Julius Rutto, a member of parliament for Kesses, introduced the Energy (Amendment) Bill, 2024, which aims to change Section 10 of the Energy Act of 2019 by eliminating the role of Epra and allowing international markets and other factors to determine fuel prices.
The bill’s text states, “The primary objective of this bill is to amend the Energy Act of 2019 in order to remove the function of setting the ceiling of petroleum product prices from the authority that is responsible for energy and petroleum regulatory authorities.”
As a result, we will base the pricing of these items on global market prices in addition to other factors.
Specifically, the bill’s purpose is to eliminate sub-paragraph (ii) of paragraph (a), which is the provision that regulates the importation, refining, exportation, transportation, storage, and sale of petroleum and products, except crude oil from Epra.
Epra is required to control the importation, refining, exportation, transportation, storage, and sale of petroleum products, except for crude oil, according to Section 10 of the primary act, which is the section that the bill wants to change.

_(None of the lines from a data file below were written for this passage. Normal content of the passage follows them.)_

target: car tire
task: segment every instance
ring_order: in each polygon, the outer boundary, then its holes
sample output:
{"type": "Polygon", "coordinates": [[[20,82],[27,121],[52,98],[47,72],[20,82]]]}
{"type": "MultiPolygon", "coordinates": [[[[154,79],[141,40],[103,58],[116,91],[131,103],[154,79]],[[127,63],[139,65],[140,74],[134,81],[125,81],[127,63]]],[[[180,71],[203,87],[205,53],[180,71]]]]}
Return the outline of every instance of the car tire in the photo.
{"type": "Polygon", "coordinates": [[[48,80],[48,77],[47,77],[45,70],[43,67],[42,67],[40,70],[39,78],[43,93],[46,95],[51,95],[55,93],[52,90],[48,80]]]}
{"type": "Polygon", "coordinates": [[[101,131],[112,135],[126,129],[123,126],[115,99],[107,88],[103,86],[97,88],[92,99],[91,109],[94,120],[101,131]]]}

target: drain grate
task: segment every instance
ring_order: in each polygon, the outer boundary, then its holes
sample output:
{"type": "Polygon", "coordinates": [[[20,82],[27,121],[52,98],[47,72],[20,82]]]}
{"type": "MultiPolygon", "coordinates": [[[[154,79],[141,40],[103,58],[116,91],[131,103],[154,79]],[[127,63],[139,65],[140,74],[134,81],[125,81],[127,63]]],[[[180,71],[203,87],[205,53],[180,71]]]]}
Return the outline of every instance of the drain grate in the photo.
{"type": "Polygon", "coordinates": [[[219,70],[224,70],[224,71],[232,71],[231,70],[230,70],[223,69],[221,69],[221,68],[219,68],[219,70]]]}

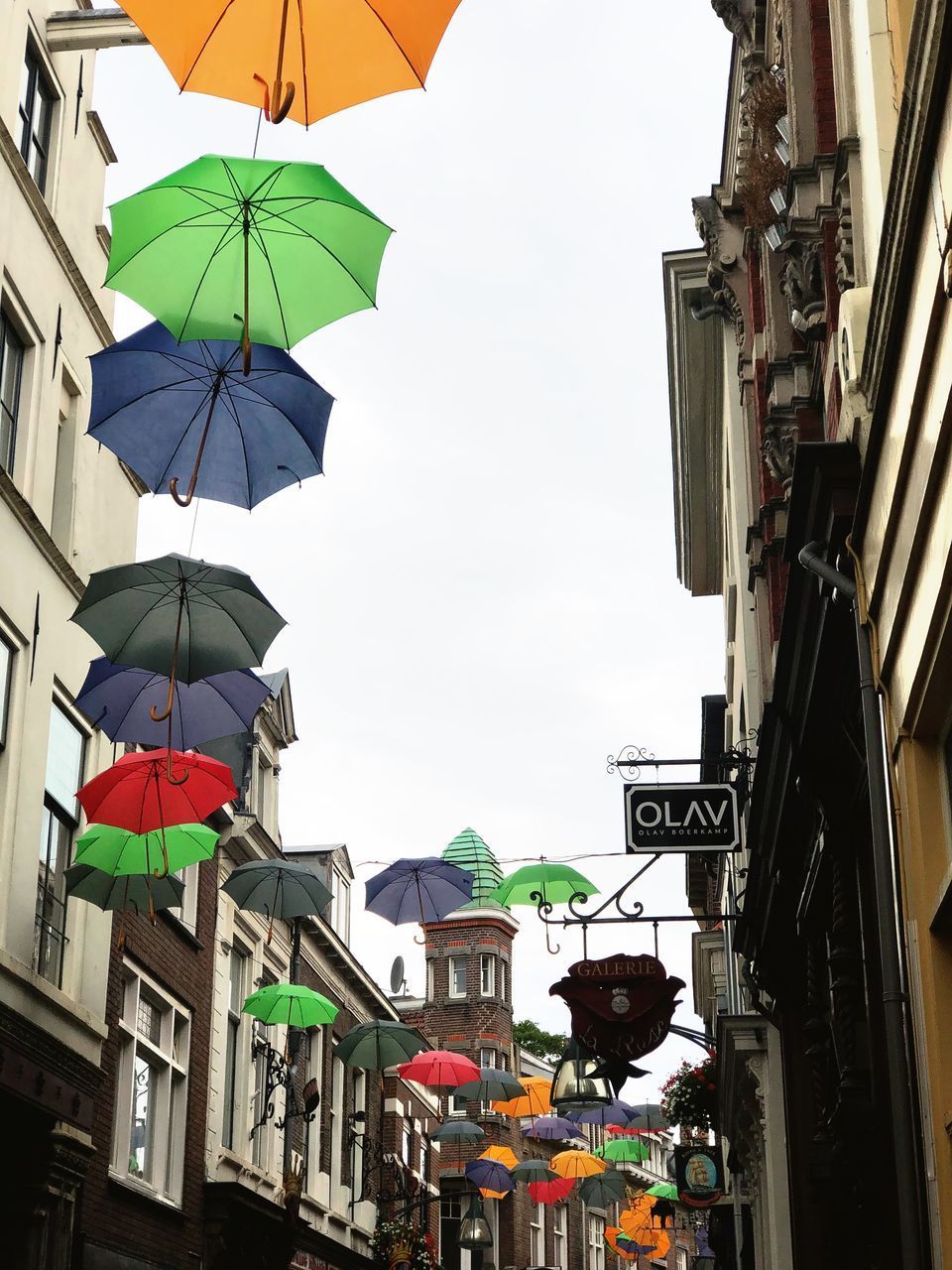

In April of the previous year, the government began the process of importing petroleum products under a government-to-government agreement. The deal was originally scheduled to continue for nine months, but it has since been extended until December of this year.
If members of parliament are successful in passing the bill that will influence the revisions, it will not only remove the function of regulating the sale of petroleum and petroleum products from Epra, but it will also eliminate its role in regulating other areas, including the importation, exportation, transportation, and storage of petroleum products.
However, the draft bill lacks details regarding the regulation of petroleum products’ import, export, transit, and storage.
According to the Parliamentary Budget Office (PBO), the implementation of the bill would result in a savings of Sh169,478,400 for taxpayers.
The directorate’s operating expenses, personnel compensation, and maintenance costs will primarily make up these savings.
In its analysis of the bill that was presented to the committee responsible for budgeting and appropriations, the office states that if the bill is passed into law, it will lead to the liberalization of prices and the promotion of competition among oil marketing companies.
This move will result in a reduction in petroleum product prices for consumers.
However, it did warn of price rises due to pricing vitality, quality and safety problems of the petroleum goods, possible shortages, and the risk of interruption of petroleum products, a move that will have an impact on smaller participants in the market.
On the other hand, the budget and Appropriations Committee will not publish or formally introduce the bill for the first reading in the House until it has considered the Treasury Cabinet Secretary’s opinions.
Kenyans anticipate that the committee will provide its findings on the proposal within thirty days.